07-29-2013, 05:32 AM
Thanks, fellas. I'd agree there's much wrong with the poem, mostly the dissonance between the first 8 lines and last 6. I'll need to think further on that.
I've made the opening clearer, I hope.
I find some of the comments rather obtuse but I can provide footnotes if needed.
she’ll throw a dart in a far part of the globe
and chase an arrow for the precious metal
while her lips and her legs remain in vogue.
I think you might mean that she will travel far, but it isn't clear. I can't make anything out of chasing arrows or precious metal. Maybe you are saying that this sweaty girl with the stretchy skin will go where the money is as long as she is attractive? If so, this wording is terribly inefficient and unclear.
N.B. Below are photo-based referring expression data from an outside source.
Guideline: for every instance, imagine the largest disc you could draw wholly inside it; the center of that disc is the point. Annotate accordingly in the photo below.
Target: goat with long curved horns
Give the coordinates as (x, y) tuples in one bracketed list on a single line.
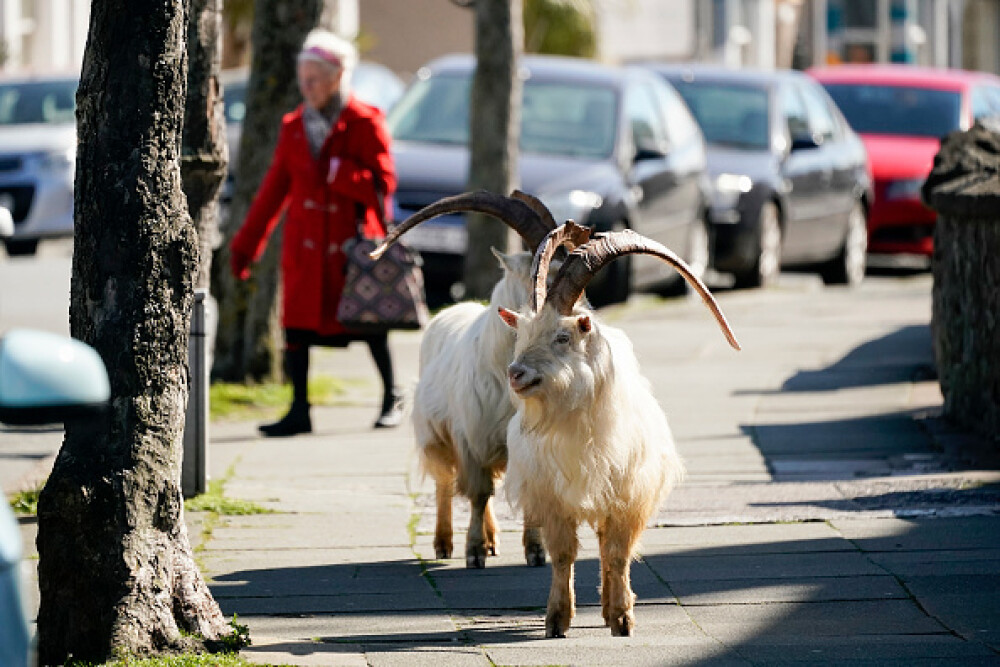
[(461, 407), (589, 442)]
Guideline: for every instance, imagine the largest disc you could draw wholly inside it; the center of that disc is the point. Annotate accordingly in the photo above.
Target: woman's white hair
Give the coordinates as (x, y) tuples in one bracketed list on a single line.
[(325, 47)]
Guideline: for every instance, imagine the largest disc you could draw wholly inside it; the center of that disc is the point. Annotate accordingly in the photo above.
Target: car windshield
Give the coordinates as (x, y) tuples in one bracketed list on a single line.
[(897, 110), (557, 118), (38, 102), (729, 115)]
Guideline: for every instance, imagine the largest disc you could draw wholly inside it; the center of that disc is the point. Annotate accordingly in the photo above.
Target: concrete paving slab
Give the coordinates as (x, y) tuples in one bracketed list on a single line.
[(765, 538), (790, 589), (306, 653), (673, 568), (329, 604), (902, 650), (730, 623)]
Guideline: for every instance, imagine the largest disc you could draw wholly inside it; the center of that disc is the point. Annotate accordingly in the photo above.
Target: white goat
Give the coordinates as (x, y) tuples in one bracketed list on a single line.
[(589, 442), (461, 406)]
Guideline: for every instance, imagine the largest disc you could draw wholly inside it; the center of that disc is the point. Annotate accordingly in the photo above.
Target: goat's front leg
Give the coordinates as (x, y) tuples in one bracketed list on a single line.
[(443, 545), (560, 538), (490, 528), (534, 550), (475, 540), (617, 540)]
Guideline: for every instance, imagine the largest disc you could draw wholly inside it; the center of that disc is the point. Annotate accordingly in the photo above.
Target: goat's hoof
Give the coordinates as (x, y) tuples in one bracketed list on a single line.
[(534, 555), (442, 550), (556, 625), (475, 558), (621, 626)]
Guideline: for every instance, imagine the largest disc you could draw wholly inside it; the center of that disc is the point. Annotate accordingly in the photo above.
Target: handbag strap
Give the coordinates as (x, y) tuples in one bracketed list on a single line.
[(359, 210)]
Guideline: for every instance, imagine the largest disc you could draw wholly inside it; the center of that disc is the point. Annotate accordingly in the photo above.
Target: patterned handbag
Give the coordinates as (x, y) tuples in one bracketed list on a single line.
[(384, 294)]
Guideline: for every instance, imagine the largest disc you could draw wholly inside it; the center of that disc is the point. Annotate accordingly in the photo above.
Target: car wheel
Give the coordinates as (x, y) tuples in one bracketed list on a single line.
[(767, 265), (697, 256), (18, 247), (612, 284), (848, 267)]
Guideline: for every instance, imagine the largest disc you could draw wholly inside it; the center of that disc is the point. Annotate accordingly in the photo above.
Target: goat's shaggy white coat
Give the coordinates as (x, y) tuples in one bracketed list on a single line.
[(462, 407), (588, 443)]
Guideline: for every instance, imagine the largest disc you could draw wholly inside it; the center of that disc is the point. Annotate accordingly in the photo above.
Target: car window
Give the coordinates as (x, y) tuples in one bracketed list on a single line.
[(680, 124), (897, 110), (793, 110), (38, 102), (985, 102), (234, 101), (435, 110), (821, 121), (729, 114), (644, 117), (557, 118)]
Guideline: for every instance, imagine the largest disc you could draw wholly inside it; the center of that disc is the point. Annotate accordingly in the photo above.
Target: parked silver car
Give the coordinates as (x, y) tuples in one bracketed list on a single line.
[(37, 158)]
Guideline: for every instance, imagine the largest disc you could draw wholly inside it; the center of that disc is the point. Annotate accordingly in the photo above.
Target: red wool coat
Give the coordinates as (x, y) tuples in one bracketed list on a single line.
[(320, 215)]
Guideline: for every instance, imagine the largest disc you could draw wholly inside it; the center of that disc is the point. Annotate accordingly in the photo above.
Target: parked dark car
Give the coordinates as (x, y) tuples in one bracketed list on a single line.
[(901, 113), (608, 147), (792, 186)]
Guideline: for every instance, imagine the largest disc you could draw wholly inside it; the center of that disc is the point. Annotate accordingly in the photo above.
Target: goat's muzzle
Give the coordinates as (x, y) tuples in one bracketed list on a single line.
[(522, 379)]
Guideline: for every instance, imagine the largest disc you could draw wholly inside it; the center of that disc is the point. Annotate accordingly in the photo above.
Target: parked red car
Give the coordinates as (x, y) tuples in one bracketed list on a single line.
[(901, 113)]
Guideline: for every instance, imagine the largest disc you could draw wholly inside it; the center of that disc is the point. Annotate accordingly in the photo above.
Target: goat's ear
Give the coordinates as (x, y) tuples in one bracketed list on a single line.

It's poetry, not science. You seem to have worked out what it means. Why the sarcasm? It helps nobody.
I've made the opening clearer, I hope.
I find some of the comments rather obtuse but I can provide footnotes if needed.
she’ll throw a dart in a far part of the globe
and chase an arrow for the precious metal
while her lips and her legs remain in vogue.
I think you might mean that she will travel far, but it isn't clear. I can't make anything out of chasing arrows or precious metal. Maybe you are saying that this sweaty girl with the stretchy skin will go where the money is as long as she is attractive? If so, this wording is terribly inefficient and unclear.
It's poetry, not science. You seem to have worked out what it means. Why the sarcasm? It helps nobody.
Before criticising a person try walking a mile in their shoes. Then when you do criticise that person, you are a mile away.... and you have their shoes.